Rikkunshito is a traditional Japanese herbal medicine that is used to treat appetite loss associated with cancer and other disorders. The formulation contains various constituents that influence cell signaling, and rikkunshito may accordingly affect human homeostasis through multiple regulatory pathways, including those governed by the endocrine system. We investigated the actions of rikkunshito on catecholamine release from PC12 cells, an adrenal chromaffin cell line.


The actions of rikkunshito on PC12 cells were evaluated by measuring intracellular cAMP levels, tyrosine hydroxylase (TH) and vasoactive intestinal peptide (VIP) mRNA expression levels, and catecholamine levels in the culture medium.
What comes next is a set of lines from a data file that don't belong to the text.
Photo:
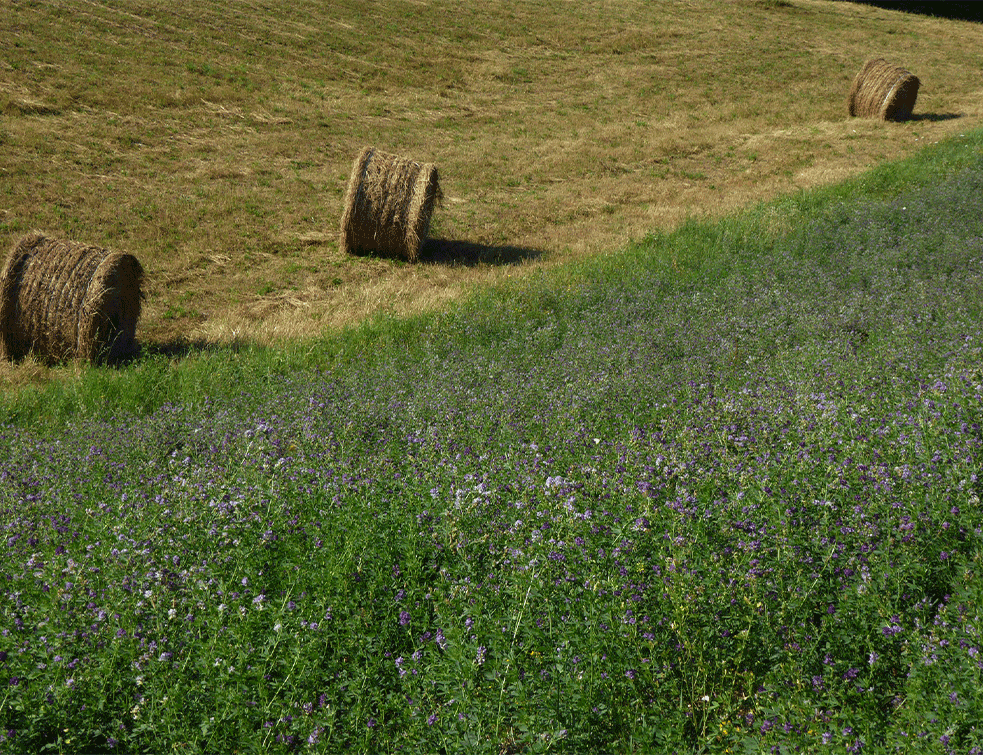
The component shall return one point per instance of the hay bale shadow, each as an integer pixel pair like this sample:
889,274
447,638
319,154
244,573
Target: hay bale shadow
470,254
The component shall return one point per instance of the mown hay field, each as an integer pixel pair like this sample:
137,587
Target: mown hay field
215,141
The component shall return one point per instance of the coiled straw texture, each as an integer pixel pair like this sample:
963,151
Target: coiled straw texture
883,91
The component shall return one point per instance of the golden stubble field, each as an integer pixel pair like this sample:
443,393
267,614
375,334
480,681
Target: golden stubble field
214,140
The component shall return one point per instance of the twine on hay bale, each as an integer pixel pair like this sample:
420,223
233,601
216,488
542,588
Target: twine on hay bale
64,300
883,91
388,204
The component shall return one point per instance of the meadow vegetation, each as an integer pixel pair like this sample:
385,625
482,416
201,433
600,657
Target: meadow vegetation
716,490
214,142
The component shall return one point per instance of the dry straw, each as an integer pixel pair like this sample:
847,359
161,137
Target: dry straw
883,91
388,204
63,300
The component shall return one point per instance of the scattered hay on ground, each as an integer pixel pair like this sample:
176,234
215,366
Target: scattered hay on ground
883,91
65,300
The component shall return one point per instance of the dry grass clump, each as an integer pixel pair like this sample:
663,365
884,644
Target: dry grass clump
883,91
388,205
65,300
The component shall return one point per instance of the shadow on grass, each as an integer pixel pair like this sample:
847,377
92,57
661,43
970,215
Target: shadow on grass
469,253
934,117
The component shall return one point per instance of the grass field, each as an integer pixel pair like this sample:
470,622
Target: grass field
716,490
215,142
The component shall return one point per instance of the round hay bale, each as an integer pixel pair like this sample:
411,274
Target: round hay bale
883,91
388,205
64,300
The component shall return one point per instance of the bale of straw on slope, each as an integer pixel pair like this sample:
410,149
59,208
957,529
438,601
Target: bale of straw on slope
388,205
64,300
883,91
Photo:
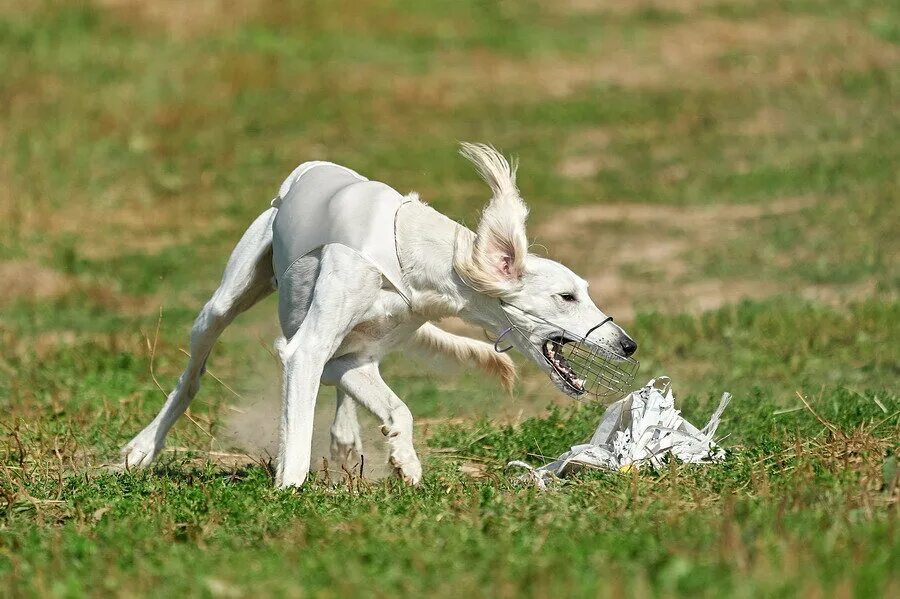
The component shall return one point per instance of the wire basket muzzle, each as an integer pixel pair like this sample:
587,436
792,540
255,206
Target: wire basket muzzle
587,368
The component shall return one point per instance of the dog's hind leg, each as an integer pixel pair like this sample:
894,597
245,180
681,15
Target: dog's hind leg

The transcriptional activation of VIP gene by rikkunshito was assessed by using a VIP promoter-driven reporter gene assay.


Rikkunshito dose-dependently enhanced forskolin-induced elevations in cAMP in PC12 cells, and also increased the gene expression of TH and VIP. The transcriptional activation of VIP gene by rikkunshito was confirmed. Norepinephrine and dopamine secretion into the culture medium of PC12 cells were also dose-dependently augmented by rikkunshito and/or forskolin, but experiments with a protein kinase C (PKC) activator and a phosphodiesterase inhibitor revealed that the effects of rikkunshito were not simply due to the modulation of PKC or phosphodiesterase activity.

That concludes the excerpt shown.